A color composite image of the galactic center and Sagittarius B2 in the ATLASGAL survey. Sagittarius B2 - bright orange-red area
With the help of the TMRT radio telescope, Chinese scientists were able to detect the presence of glycol aldehyde and ethylene glycol around the large-scale Sagittarius B2 molecular cloud.
Sagittarius B2 is a huge molecular gas and dust cloud with a mass that exceeds solar by 3 times. Distant 390 light-years from the galactic center and 25,000 light-years from our planet.

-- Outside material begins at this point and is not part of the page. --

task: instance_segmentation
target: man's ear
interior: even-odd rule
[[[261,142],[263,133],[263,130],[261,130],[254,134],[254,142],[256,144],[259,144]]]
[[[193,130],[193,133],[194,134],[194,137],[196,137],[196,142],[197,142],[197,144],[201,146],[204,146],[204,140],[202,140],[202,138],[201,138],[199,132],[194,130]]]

On its territory there are various types of complex molecules, including alcohols, such as ethanol and methanol. Early analyzes showed a small concentration of emissions of glycol aldehyde (CH2OHCHO) and ethylene glycol (HOCH2CH2OH). But the exact amount remained unclear. As a result, a team from the Shanghai Astronomical Observatory conducted new research. The cloud was monitored in March and November 2016 using the DIBAS telescope. It turned out that these elements are widely distributed in this area. Glycolic aldehyde is associated with sugar, capable of contacting with propenal and forming ribose - the central component of RNA. Ethylene glycol - an alcohol that is chemically bound to ethanol. It turns out that these elements extend for 117 light years. Surprisingly, this expansion is 700 times larger than in the usual clouds of the spiral arms of the Milky Way.
The analysis also showed that the number of molecules decreases from the cold outer edge to the central, where active star formation occurs. This hints that most of the radiation has no connection with the process of the birth of stars, and specific molecules appear at a low temperature index.